C’è un altro indizio, interessante. In Tell Tale Signs sono contenuti due brani dalle session tenute nel 1992 con il produttore David Bromberg per un disco mai pubblicato. Uno è una vecchia composizione di Jimmie Rodgers (a cui Dylan qualche anno dopo avrebbe dedicato un intero disco tributo): si intitola Miss The Mississippi.

Will The Circle Be Unbroken?
«If we do that… how about b-flat?»: è la voce di Dylan che si sente nei primi secondi di Can’t Wait. Il fascino di queste session di Time Out Of Mind continua e si celebra anche in momenti come questi. Li possiamo vedere, tutti i musicisti seduti assieme in studio, con Dylan al centro che li guida. Proviamola in Si bemolle, dice, come se fosse la cosa più naturale del mondo. Se Can’t Wait, nel disco ufficiale, era già una formidabile performance incorniciata su un ipnotico groove di blues, qui Dylan parte veramente per la tangente dal punto di vista vocale. L’esecuzione è inquietante, piena di angoscia e di una forza selvaggia che in un certo modo fa rivivere il «fantasma dell’elettricità» che appariva e scompariva nei solchi di Blonde On Blonde. Folksinger purissimo, come in Mississippi, Most Of The Time e Red River Shore, o fottutissimo rocker? Siamo ancora fermi a Newport, quella sera del luglio 1965, perché la risposta, amico, soffia nel vento.

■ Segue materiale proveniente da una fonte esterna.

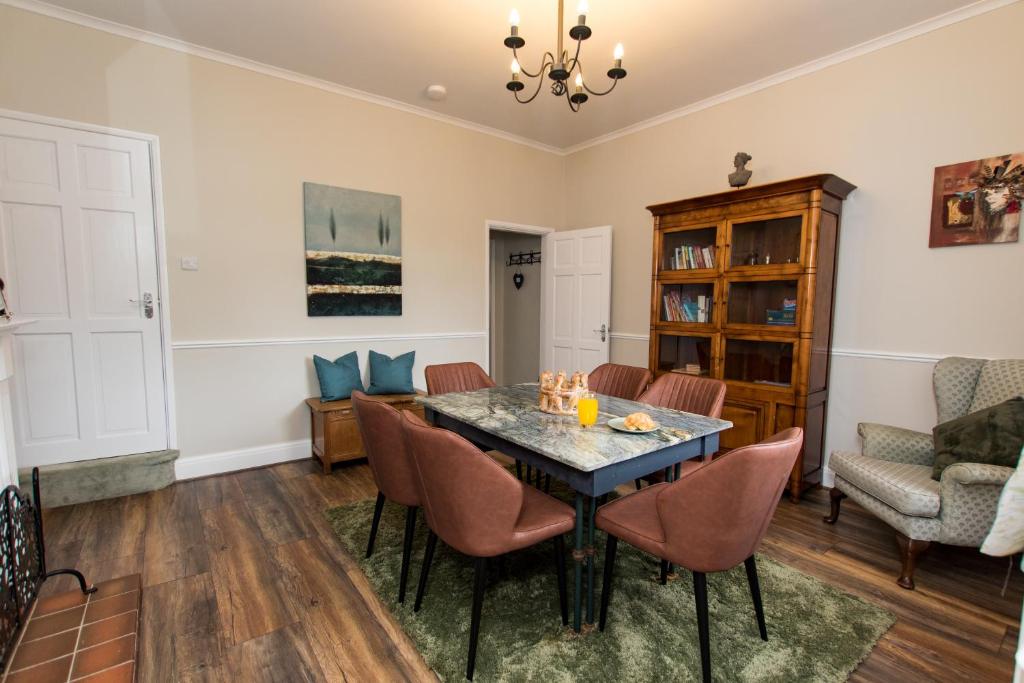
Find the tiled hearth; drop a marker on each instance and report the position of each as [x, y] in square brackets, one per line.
[75, 637]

Ascoltando un altro grande “scarto” di queste sedute, Marchin’ To The City, un incalzante blues guidato dal pianoforte di Dylan che per la geometrica precisione ricorda, ma con meno foga giovanile, lo stesso battito compulsivo di Isis (Desire, 1976), verrebbe da dire: no, il miglior interprete di blues di pelle bianca di ogni tempo. E dopo una devastante esecuzione che cresce di intensità strofa dopo strofa per quasi sette stordenti minuti, la musica si ferma e lo senti dire, avvertendo il ghigno che gli si deve essere disegnato sul volto: «I don’t know…». Ti cascano le braccia. A lui, questo capolavoro, non è piaciuto. Rimarrà per undici anni nei cassetti, come gli altri. Sul terzo cd c’è una seconda versione del brano, questa volta con un passo ritmato e incalzante: non esalta più di tanto, ma è interessante come il pezzo vada a prendere sempre di più i contorni di quella che poi diventerà, sul disco finito, ‘Till I Fell In Love With You. Ma la magia di quella che era la versione originaria si è ormai persa del tutto. Segno che anche un grande come Dylan non sempre ci azzecca.
E così il cerchio è completo. In quattro canzoni Bob Dylan ha girato ogni angolo di America, dal Mississippi al Texas, passando per i campi di cotone della Virginia e bussando alle porte ora chiuse delle coffee house del Greenwich Village. Del suo paese ha celebrato fascino, memoria, ingiustizie, amori e promesse. Una volta, l’attore Gregory Peck disse, a proposito di Bob Dylan, che «in lui è possibile udire l’eco delle antiche voci d’America, Whitman e Mark Twain, i cantanti blues, i suonatori di violino e gli autori di ballate. Lui è una specie di troubadour dell’Ottocento, uno spirito americano originale, l’intelligenza della sua voce e la frugalità delle sue parole vanno dritte al cuore dell’America stessa».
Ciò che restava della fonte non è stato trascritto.